Cost: Currently, the cost of CXL hardware and equipment is relatively high, while PCIe is more popular and cost-effective.
&Nbsp;
CXL and CCIX are both high-speed interconnection standards used to connect different chips, but they differ in some aspects. The following is the main comparison between CXL and CCIX:
Performance: The CXL standard provides higher bandwidth and lower latency, giving it advantages in High-performance computing, machine learning, artificial intelligence and other fields. The CCIX standard focuses on low power consumption and high reliability, suitable for scenarios such as the Internet of Things and mobile devices.
Compatibility: The CXL standard is based on the PCI Express protocol and is therefore compatible with existing PCIe interfaces. The CCIX standard requires the use of new physical and control layers, which to some extent limits its compatibility.
Application scenario: The CXL standard is suitable for scenarios that require high performance and stronger memory expansion, such as large server clusters and supercomputers. The CCIX standard is suitable for scenarios that require low power consumption and high reliability, such as data centers, IoT, mobile devices, etc.
Supported architectures: CXL supports multiple processor architectures such as x86, Power, and ARM. CCIX, on the other hand, focuses on ARM and Power architectures, with limited support for x86 architectures.
&Nbsp;
6、 Challenges and Solutions for Implementing CXL Technology
The implementation of CXL technology faces the following challenges:
Complexity: The implementation of CXL technology requires highly complex system design and integration, which means adapting to different hardware, software, and tools.

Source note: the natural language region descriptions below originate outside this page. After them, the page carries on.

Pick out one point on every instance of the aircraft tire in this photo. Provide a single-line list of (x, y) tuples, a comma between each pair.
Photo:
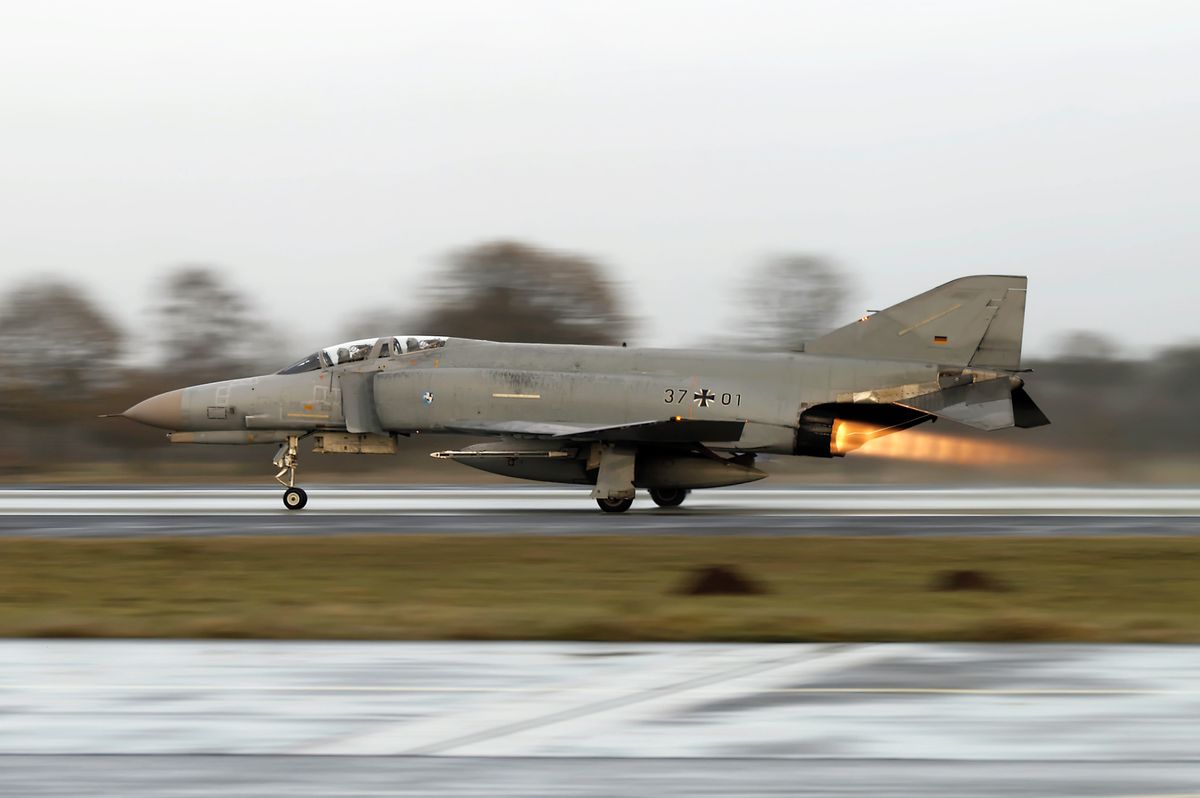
[(669, 497), (294, 498), (615, 505)]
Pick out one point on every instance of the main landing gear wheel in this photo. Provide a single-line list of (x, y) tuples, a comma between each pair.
[(615, 505), (294, 498), (669, 497)]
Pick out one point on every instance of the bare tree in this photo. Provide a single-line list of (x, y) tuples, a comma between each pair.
[(52, 336), (507, 291), (208, 328), (1087, 345), (793, 299)]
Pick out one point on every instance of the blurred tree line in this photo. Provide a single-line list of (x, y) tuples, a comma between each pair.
[(64, 360)]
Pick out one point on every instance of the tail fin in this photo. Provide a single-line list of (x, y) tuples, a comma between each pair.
[(967, 322)]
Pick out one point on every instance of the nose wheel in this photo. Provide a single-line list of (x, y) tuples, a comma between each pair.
[(294, 498), (287, 459)]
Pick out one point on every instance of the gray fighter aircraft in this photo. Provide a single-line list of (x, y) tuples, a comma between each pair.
[(616, 418)]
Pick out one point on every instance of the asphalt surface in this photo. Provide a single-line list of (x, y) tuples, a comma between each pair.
[(588, 719), (556, 511)]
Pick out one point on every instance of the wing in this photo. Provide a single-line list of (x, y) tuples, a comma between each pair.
[(675, 430)]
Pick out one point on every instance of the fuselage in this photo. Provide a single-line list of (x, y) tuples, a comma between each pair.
[(471, 384)]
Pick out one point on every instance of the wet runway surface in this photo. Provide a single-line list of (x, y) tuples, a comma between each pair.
[(555, 511), (589, 719)]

Security: Due to the fact that CXL technology involves low-level hardware operations and may involve data sharing between multiple devices, security risk is an important consideration. Appropriate measures need to be taken to ensure data security and privacy.
Performance: CXL technology needs to provide high-speed data transmission and low latency to meet the requirements for computing and storage capabilities. This requires efficient protocols and optimized hardware and software design.

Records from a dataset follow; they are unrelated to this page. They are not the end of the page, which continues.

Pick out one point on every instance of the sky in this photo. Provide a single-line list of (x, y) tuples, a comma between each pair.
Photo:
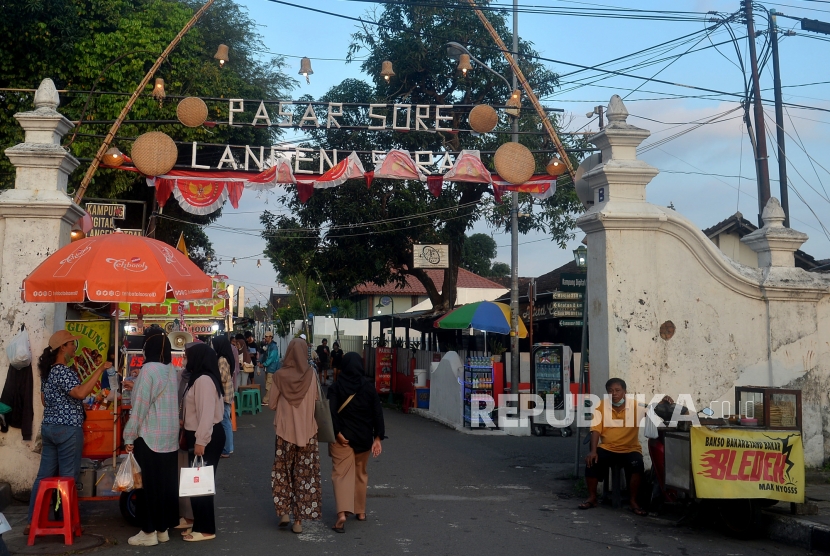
[(707, 173)]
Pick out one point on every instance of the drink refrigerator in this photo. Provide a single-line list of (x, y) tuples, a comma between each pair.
[(550, 367)]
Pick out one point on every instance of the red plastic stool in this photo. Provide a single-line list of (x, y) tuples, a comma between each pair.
[(41, 526), (408, 401)]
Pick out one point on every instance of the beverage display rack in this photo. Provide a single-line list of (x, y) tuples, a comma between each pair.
[(478, 386)]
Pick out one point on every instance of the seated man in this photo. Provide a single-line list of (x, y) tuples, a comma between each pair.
[(620, 444)]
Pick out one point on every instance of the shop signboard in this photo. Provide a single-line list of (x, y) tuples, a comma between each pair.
[(572, 282), (430, 256), (93, 346), (546, 310), (384, 363), (733, 464), (202, 309), (566, 295), (169, 325)]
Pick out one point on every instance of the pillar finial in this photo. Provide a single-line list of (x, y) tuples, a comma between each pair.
[(47, 96)]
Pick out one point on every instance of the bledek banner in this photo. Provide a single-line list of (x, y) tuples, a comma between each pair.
[(729, 463)]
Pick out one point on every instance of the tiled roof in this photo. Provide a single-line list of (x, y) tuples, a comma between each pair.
[(507, 281), (740, 225), (466, 279)]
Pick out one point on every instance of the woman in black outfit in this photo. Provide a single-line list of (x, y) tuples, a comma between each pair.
[(358, 424)]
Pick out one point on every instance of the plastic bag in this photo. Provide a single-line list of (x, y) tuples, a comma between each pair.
[(128, 476), (19, 351), (651, 427)]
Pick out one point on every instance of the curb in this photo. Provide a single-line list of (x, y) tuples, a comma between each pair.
[(433, 417), (798, 531)]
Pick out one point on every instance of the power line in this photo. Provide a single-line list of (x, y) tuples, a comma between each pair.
[(536, 57)]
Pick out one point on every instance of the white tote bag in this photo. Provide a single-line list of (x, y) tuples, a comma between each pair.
[(197, 480)]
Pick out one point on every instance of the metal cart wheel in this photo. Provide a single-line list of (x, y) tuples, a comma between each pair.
[(741, 517), (127, 503)]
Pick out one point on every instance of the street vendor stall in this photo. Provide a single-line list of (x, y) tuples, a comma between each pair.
[(114, 268), (742, 462)]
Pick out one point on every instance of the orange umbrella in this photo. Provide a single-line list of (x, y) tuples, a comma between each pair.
[(116, 267)]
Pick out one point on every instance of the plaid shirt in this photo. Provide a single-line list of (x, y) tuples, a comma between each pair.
[(155, 412), (227, 379)]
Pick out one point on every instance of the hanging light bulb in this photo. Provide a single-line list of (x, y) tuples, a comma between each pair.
[(386, 70), (158, 90), (464, 64), (114, 157), (305, 69), (515, 103), (555, 167), (221, 55)]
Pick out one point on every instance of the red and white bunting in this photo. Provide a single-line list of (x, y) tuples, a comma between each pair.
[(468, 167), (346, 169), (398, 165)]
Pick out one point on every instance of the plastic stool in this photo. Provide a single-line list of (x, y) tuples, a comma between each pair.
[(41, 526), (250, 402), (408, 401), (612, 486)]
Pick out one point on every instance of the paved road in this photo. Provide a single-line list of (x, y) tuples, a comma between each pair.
[(432, 491)]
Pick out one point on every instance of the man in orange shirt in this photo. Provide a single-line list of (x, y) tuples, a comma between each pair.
[(618, 430)]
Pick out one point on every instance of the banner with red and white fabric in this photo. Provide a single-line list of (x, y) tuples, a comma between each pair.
[(398, 165), (540, 186), (348, 168), (202, 196)]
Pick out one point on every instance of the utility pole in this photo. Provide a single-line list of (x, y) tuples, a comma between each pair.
[(762, 162), (779, 119), (515, 358)]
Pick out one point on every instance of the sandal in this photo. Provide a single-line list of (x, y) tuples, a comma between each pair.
[(196, 537)]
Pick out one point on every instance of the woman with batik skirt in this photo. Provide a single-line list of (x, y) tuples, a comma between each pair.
[(295, 477)]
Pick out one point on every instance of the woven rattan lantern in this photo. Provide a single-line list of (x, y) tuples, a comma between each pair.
[(483, 118), (221, 55), (555, 167), (305, 69), (514, 163), (464, 64), (154, 153), (114, 157), (515, 103), (192, 111), (158, 90), (386, 70)]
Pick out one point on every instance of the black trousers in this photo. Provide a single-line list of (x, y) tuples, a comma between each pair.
[(204, 518), (157, 504)]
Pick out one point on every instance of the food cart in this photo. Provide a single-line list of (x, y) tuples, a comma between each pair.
[(113, 268), (743, 463)]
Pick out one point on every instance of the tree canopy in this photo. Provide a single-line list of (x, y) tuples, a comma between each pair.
[(351, 234), (74, 41)]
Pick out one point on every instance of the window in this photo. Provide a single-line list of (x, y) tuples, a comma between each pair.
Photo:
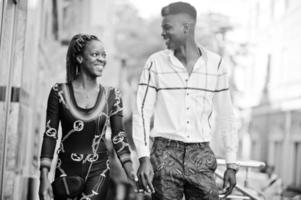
[(297, 164)]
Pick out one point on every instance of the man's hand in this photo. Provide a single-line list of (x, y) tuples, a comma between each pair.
[(128, 167), (45, 190), (229, 182), (145, 174)]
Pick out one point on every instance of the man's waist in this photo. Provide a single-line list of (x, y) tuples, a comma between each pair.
[(179, 143), (190, 137)]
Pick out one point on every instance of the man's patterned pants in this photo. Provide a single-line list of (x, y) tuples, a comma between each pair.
[(183, 169)]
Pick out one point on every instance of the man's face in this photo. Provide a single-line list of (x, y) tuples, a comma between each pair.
[(173, 31)]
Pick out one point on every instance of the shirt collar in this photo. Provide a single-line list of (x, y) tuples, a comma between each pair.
[(176, 62)]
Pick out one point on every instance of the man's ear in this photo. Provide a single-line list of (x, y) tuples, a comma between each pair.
[(79, 59), (186, 27)]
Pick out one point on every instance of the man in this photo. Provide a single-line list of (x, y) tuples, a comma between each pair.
[(181, 85)]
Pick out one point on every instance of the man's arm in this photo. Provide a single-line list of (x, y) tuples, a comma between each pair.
[(226, 123), (146, 97)]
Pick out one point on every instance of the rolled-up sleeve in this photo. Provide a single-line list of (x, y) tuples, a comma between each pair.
[(226, 120), (145, 101)]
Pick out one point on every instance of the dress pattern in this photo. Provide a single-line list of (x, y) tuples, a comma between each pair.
[(82, 149)]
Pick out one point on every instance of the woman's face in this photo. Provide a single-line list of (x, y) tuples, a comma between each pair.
[(93, 58)]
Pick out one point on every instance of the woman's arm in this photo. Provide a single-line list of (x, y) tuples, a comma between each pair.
[(49, 142), (119, 139)]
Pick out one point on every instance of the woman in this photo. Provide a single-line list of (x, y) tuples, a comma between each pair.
[(85, 109)]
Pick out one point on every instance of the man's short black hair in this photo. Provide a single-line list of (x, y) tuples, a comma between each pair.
[(179, 7)]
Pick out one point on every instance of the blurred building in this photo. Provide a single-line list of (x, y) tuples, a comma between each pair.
[(272, 86), (33, 39)]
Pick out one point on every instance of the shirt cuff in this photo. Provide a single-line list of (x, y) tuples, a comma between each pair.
[(231, 157), (143, 151)]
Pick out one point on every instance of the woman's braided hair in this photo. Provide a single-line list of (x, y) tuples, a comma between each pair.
[(76, 47)]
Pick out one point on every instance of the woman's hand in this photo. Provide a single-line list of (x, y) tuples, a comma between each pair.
[(128, 167), (45, 190)]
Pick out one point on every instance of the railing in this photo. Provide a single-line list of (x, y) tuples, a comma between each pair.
[(247, 165)]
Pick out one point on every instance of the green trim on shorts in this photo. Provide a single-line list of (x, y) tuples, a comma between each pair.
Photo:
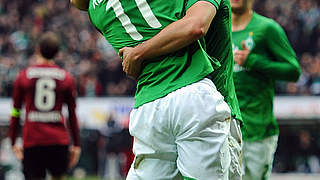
[(15, 112), (187, 178)]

Compatibility: CXL technology needs to be compatible with existing interfaces and protocols to support upgrades of old devices and systems. This requires appropriate converters and middleware.
To address these challenges, the following solutions can be adopted:
Standardization: Develop unified standards and specifications to ensure compatibility and interoperability between devices and systems from different manufacturers.
Optimization design: Improve performance and security by optimizing hardware and software design. For example, add Hardware acceleration, memory cache, and error correction.
Manage data sharing: Take appropriate measures to manage data sharing between devices, such as access control, authentication, and encryption.
Provide middleware: Provide converters and middleware to support upgrades and compatibility of existing systems.
&Nbsp;
7、 Conclusion
Wider application scenarios: With the increasing importance of data centers, CXL technology will be applied in more application scenarios, such as supercomputers, AI accelerators, network accelerators, NVMe SSDs, etc.
Higher bandwidth and lower latency: CXL technology supports higher bandwidth and lower latency, which gives it an advantage in processing large-scale data.
Better memory scalability: CXL technology allows multiple devices to share the same block of memory, greatly improving memory scalability and flexibility, and has broad application prospects in large computing clusters and supercomputers.
Better compatibility: Due to CXL technology being based on the PCIe protocol, it is compatible with existing PCIe interfaces. This makes CXL technology more compatible and scalable.
Targeting different processor architectures: CXL technology can support different processor architectures such as x86, ARM, and Power, providing more choices for different systems.